Among the challenges in North Carolina is the state's rural history, along with pockets of poverty that make it hard to get health care. In addition, the state's culture, steeped in traditional Christian doctrine, often makes it difficult to discuss sex openly.

"I'm a Southerner," Cline said, noting that he was born and raised in North Carolina, "and how we live our lives and what we talk about doesn't always work for us."

The issue is especially difficult for women, who may not feel they can demand that longtime boyfriends or husbands wear condoms, which protect against transmission of the HIV virus. Many have no idea their sex partners are not monogamous.
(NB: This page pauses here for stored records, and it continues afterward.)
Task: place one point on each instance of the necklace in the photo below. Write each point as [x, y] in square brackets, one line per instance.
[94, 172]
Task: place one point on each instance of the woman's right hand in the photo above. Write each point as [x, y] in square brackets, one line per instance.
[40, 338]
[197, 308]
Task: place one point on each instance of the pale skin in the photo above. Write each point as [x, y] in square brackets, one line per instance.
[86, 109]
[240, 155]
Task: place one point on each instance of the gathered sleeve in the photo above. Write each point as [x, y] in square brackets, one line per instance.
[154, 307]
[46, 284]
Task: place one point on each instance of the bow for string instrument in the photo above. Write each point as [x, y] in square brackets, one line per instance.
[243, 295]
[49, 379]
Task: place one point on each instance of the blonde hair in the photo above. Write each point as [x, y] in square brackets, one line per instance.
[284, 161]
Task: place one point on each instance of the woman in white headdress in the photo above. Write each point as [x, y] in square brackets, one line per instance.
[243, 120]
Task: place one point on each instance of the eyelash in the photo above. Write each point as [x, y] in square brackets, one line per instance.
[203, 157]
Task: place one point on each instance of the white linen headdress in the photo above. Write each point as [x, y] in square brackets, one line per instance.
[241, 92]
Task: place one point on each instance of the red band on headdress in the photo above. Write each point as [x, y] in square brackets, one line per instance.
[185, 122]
For Hispanic women, the issue is even more freighted, especially if they are Catholic and heed prohibitions against contraception. Women here illegally also fear that an HIV diagnosis will trigger deportation.

"Latino women are finding out they are HIV positive through prenatal care," said Yvonne Torres, HIV/STD program manger for Wake Human Services. "Some of the men who come here arrive earlier than their wives and have unprotected sex with women they don't know. That's how women get infected."

Foust said the state has more work to do to erase the stigma of HIV/AIDS and make testing routine. While a new state policy has cleared the way for testing women during routine pelvic exams, the testing is not uniformly done throughout the state. She said the new Web site is an effort to build knowledge, erase the stigma and encourage women to seek help.

Linda Holland-Blackwell of Raleigh is one of those who offered testimonials on the Living Quilt. Diagnosed with full-blown AIDS in 2000, Blackwell said she thought she had been issued a death sentence. With support from her family, her church and community AIDS organizations, she said she has begun to reach out to others who have the disease.

"Don't be afraid to be tested," she said. "And know you aren't alone."